RYSE became involved because the former occupant of the property (Central Oahu Youth Services Association) and the Haleiwa community wanted the site to continue to serve youth. Meanwhile, ASI/Kahumana and RYSE had built a partnership through the Youth Rapid Rehousing Collaborative. Separately, thanks to State Ohana Zone funding, RYSE had partnered with ALEA Bridge to provide street outreach to youths in Central Oahu and on the North Shore. Because of its community ties in Haleiwa, ALEA Bridge was a perfect partner and property manager for the Haleiwa Project.
“The Haleiwa Project is a great example of how the sum of collaboration is greater then the individual parts: ASI brought its experience in Rapid Rehousing and managing city owned affordable rental properties, RYSE brought its focus and expertise on homeless youth, and ALEA Bridge brought its outreach team and regional presence in Wahiawa and the North Shore,” said Tom McDonald of ASI/Kahumana. “Working together, our three agencies ensure success and heightened housing and employment outcomes for youth experiencing homelessness in Haleiwa and surrounding areas.”
The project’s first tenants — a young mom and her baby — moved in at the end of May. At full capacity, the youth affordable housing project will provide affordable housing to 15 total youth and young families in three houses. Currently, four youth and a child live in House #1 and another four youth have been assigned and are moving into House #3.
“The quickest and most effective way to end youth homelessness is to provide safe, supportive and affordable housing options for young people,” said Carla Houser, the executive director of RYSE. “The Haleiwa Project does just that, and our Youth Housing Collaborative looks forward to similar projects in the future.”
In terms of support services, RYSE provides case management to all the residents at the Haleiwa Project. For the residents that come into the project with a housing voucher, the agency holding the voucher also offers case management support to the resident. For all other needs and support, the project has a full-time site coordinator who is there to ensure that the residents have everything they need to be successful and safe. The coordinator also teaches tenancy skills, connects youth to behavioral health and education/employment services, and maintains the property and security.
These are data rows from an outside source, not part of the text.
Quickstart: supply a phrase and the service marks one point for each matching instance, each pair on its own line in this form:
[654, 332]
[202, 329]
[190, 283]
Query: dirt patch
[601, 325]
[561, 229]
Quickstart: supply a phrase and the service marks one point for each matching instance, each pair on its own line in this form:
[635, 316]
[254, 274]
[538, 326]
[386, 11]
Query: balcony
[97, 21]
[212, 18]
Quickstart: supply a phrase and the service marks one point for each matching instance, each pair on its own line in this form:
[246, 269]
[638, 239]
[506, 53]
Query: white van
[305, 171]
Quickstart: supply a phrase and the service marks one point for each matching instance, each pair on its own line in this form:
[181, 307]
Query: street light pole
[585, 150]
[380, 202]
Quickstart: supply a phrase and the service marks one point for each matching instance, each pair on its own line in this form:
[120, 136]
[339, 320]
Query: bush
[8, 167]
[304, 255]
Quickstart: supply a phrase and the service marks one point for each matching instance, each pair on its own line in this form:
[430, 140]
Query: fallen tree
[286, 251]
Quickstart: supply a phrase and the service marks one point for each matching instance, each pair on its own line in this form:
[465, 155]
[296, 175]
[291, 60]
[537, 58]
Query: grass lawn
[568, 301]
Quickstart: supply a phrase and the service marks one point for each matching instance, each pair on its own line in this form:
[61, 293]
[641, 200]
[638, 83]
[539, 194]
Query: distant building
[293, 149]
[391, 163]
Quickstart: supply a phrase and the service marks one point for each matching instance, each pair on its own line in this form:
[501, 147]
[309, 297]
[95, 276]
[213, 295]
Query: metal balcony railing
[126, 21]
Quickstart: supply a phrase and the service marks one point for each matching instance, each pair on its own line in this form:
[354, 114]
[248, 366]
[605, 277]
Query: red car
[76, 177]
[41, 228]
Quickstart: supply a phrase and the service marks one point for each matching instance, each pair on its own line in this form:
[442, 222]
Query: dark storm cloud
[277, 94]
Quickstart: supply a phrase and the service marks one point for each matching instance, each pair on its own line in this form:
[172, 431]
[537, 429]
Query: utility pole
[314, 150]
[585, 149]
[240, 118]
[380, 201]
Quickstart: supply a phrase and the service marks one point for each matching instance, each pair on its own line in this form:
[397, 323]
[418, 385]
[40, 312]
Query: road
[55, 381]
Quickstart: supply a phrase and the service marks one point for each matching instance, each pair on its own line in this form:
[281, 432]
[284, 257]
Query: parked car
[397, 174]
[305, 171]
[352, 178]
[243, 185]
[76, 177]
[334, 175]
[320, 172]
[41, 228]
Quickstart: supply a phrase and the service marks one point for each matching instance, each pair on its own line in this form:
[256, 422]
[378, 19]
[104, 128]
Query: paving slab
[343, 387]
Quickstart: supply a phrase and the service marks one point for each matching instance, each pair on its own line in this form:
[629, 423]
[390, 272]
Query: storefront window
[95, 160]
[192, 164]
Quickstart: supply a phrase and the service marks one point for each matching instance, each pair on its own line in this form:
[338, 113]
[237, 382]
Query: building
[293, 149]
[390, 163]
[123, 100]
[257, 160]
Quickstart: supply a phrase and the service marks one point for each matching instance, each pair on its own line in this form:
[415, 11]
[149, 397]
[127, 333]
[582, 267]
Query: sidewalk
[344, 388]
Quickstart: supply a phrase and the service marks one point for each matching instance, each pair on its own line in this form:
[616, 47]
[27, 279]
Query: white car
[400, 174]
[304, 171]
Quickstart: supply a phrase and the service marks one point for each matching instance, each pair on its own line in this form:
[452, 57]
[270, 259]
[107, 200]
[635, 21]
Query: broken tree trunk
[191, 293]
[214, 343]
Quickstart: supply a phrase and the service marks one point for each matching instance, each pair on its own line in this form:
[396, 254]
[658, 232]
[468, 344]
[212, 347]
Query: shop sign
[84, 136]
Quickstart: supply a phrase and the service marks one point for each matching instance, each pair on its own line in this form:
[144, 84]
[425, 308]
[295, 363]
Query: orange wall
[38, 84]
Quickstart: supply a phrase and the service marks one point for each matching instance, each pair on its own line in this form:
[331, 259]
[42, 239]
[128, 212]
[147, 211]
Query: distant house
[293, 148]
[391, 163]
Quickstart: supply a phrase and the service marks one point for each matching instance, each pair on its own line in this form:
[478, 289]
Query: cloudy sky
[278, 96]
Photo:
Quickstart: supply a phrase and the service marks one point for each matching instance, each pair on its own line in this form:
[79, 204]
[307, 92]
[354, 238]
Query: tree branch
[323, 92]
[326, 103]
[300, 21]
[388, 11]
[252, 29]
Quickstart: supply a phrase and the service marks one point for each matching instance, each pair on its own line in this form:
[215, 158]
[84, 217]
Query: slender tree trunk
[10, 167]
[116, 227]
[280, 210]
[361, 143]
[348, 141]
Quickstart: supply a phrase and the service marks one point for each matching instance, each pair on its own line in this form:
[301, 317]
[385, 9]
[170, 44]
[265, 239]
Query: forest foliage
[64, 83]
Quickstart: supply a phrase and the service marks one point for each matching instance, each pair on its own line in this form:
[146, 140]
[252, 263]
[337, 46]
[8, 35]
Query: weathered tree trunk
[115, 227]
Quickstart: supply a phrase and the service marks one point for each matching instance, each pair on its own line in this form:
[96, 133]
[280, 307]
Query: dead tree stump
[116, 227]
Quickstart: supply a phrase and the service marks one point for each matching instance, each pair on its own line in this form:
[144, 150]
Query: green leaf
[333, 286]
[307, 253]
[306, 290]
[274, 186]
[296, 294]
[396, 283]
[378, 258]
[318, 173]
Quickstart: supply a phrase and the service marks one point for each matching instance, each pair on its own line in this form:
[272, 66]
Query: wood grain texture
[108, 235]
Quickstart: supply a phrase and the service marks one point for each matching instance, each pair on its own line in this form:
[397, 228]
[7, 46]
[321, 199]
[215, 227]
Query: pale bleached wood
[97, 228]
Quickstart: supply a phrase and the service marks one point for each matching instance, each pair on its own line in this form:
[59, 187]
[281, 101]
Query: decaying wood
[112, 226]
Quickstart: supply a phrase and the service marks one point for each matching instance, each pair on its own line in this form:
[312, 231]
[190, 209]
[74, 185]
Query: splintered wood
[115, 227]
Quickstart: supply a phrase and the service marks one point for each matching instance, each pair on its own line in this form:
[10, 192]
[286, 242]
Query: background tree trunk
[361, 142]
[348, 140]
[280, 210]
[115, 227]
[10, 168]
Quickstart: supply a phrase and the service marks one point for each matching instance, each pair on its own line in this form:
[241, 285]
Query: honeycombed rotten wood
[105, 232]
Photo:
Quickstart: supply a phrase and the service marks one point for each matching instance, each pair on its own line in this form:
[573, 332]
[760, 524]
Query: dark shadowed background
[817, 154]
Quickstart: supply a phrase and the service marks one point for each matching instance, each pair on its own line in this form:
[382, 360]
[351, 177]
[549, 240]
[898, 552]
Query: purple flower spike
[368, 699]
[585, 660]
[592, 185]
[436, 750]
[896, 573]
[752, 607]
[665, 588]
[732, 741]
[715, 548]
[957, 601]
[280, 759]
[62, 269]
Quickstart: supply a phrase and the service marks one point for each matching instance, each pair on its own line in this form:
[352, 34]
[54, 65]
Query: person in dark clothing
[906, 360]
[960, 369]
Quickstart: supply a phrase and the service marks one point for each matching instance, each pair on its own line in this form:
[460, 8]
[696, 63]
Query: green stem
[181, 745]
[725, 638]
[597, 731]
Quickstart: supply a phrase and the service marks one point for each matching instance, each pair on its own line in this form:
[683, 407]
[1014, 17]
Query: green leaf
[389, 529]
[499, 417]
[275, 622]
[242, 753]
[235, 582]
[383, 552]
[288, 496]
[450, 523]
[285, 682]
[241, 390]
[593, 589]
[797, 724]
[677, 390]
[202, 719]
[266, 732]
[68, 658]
“This housing project with case management and wraparound support is the first step on a path to security, sustainability and independence,” said Nicky Winter, executive director of ALEA Bridge. “The Haleiwa Project offers so much more than just housing; it offers hope and the promise of a brighter future.”
The program is funded by housing subsidies and rent paid by the youth. At full capacity, the Haleiwa Project will be a self-sustaining program where all revenue from tenants will be put directly back into the project to cover any expenses generated.
Thank you to RYSE, ASI and ALEA Bridge for your collaborative efforts!